Arguably, it has been going downhill ever since.

The Clinton years are the only case Slivinski discusses, and they had a Republican Congress, not a Democratic one, which is what’s at issue now.

The House chairmen in 2007, if the Dems take Congress, will not be sensible, old-school Southern Democrats. They will be hard-left ideologues for the most part. The congressional Democratic party is well to the left of where it was in the Nixon years. I suspect it could be demonstrated to be somewhat to the left of where it was in the Reagan and Bush I years. As for the Clinton case, it is simply irrelevant, because it was a Republican Congress. But Mr. Slivinski wants, and is arguing for, a Democratic Congress.

If he can come up with a liberal Democratic Congress and a fiscally liberal Republican president
(comparable, that is, to Bush II) that controlled spending better than it’s been controlled in the last three years, we can then begin to take the argument seriously.
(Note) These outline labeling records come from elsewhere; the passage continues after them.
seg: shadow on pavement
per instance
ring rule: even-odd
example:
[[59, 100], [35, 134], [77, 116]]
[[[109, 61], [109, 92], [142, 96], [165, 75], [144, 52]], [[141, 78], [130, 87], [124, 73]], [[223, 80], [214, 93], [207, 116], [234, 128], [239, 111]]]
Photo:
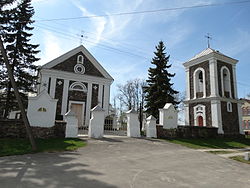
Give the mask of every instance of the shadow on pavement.
[[86, 170], [74, 162], [76, 152], [42, 153], [0, 158], [0, 187], [103, 187], [115, 188], [94, 176], [104, 174]]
I’m not holding my breath.

David F., Nice job. Write that up and get it published. Otherwise I may plagiarize it. I would only quarrel because you give no credit at all to Clinton for fiscal good sense and at least some restraint.

Thanks. It’s a tempting thought, but I have to finish my dissertation. Please go ahead and run with it. We need to stop this flood of rationalization by people who don’t realize that politics is always a game of second-best, at best. Who, in other words, have little qualification to analyze politics, even if they understand money.

About Clinton, I’d say it was Clinton under the constraints of a Republican Congress. To some extent, of course, he successfully demonized and snookered them (simultaneously, more or less). But he also felt he had to say, "The era of big government is over." As someone shrewdly pointed out, Clinton never actually said, "Big government is over." Just the era, whatever that means.

That term "era" meant nothing as did the statement and of course Mr. Slivinski only really talks about the Clinton years because it is the best case libertarians have on this issue.

Just a little point, David, but in the Nixon years my memory is that it was the Southern Democrats who primarily served as a brake on the growth of government in that day. Am I right in my remembrance? I recall the Nixon and many Republicans being all for government spending when they felt they could control where the spending went. I know you aren’t really speaking about statistics here, but that rate of growth in the Nixon/Ford years, while nothing compared to the Johnson/Kennedy years, was still pretty considerable. It is considerable to think about, too, in that it was an addendum to those J/K years of huge increase.

The point that the question is whether or not more fiscal conservatism can be expected from THE DEMOCRATIC CONGRESS WE WOULD SEE IN 2007 combined with THIS Republican president. There is no reason to think so. is well put. But still. Is it a quibble to wonder why prescription drug benefits are beneficial, while national health care was appalling? Which, perhaps, makes your point in that such a drug plan, legislated by a Democratic Congress, might have turned into a national health care plan by the accretion of other "needful" things.